When initially designing systems in pre-production for Saints Row (2022), the audio team decided to let the real world dictate how a number of our systems would operate. This was mainly decided simply because of the structure of the team at large—we have practical developers applying real-world skills in our proprietary engine. Our physics programmer used to make flight simulators, our vehicle designer was an engineer, etc… so they would build their systems around what they knew. We decided to leverage this; all those systems already worked in a practical way, let’s just stick with what works.
For example, our vehicle engine is set up just like a real vehicle; we get an actual RPM value, we have gear ratios, throttle, suspension, and even tire slip to consider, not just ignition/shutdown with a velocity RTPC (though we did have those available too). We even have an RTPC for whether a boat’s propeller is submerged or not.

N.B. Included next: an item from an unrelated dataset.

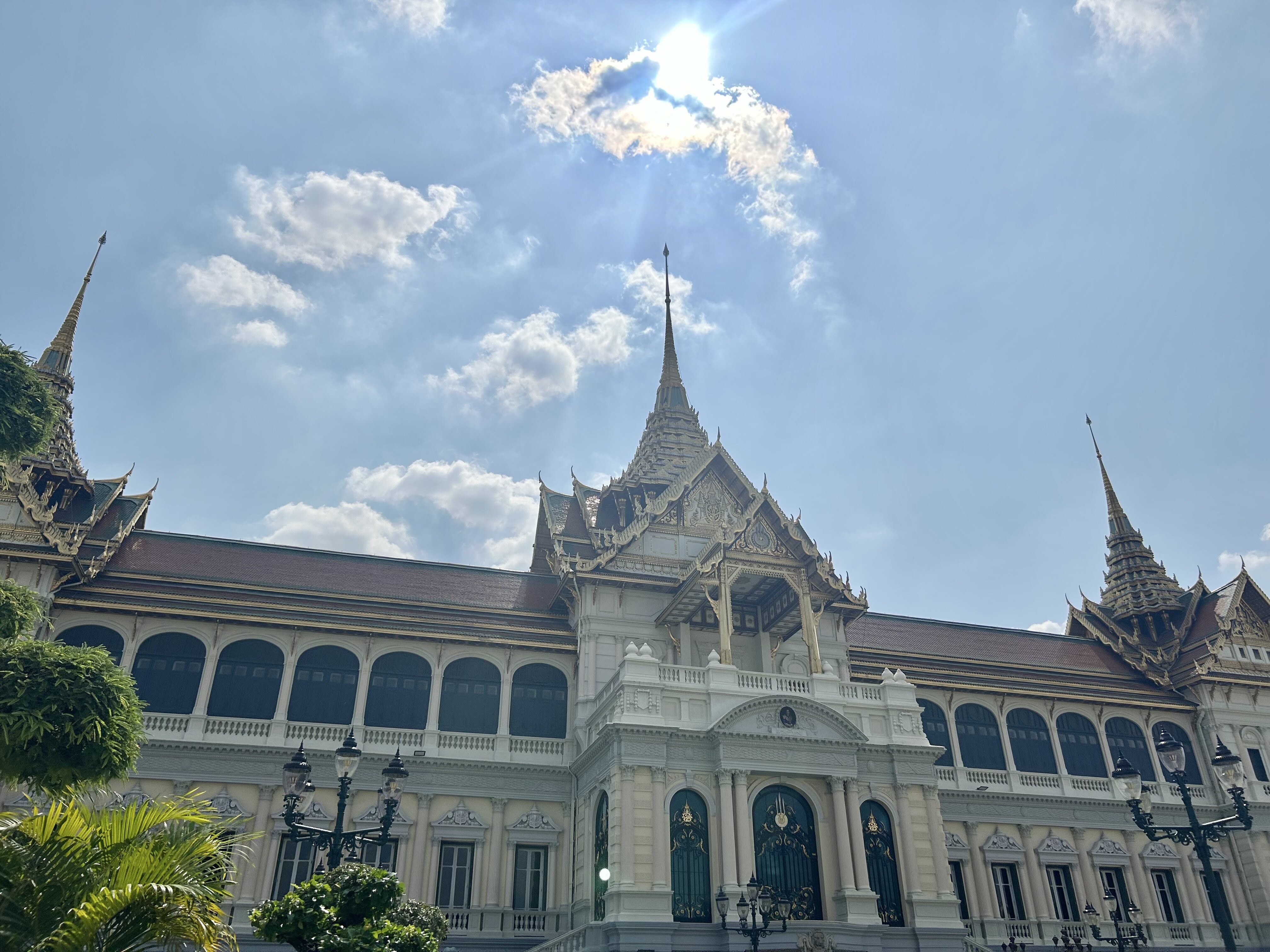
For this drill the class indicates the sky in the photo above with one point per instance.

On top of that, vehicle collisions are registered on each vehicle depending on the type of collision. If I’m driving full-on and slam into an NPC vehicle perpendicular to my vehicle, my car plays a head-on collision, and the NPC plays a T-bone sound. With the limited number of assets we used, we were able to get the permutation on general vehicle collision sounds into the tens of millions before even counting the random vehicle parts that could fall off or spray fluid as a sweetener layer.
We applied the same theory to prop impacts; if a large hollow wooden barrel hits a metal pole, it sounds exactly as described. In addition, one of my favorite features (which I’m sure nobody consciously noticed) is that bullet impacts and explosions travel at the speed of sound using the Initial Delay feature.
This theory was held across the entire project, with every audio system considering any real-life practical implementation that we could think of before attempting to get fancy. That’s when things got spicy—it was time to design the radio system.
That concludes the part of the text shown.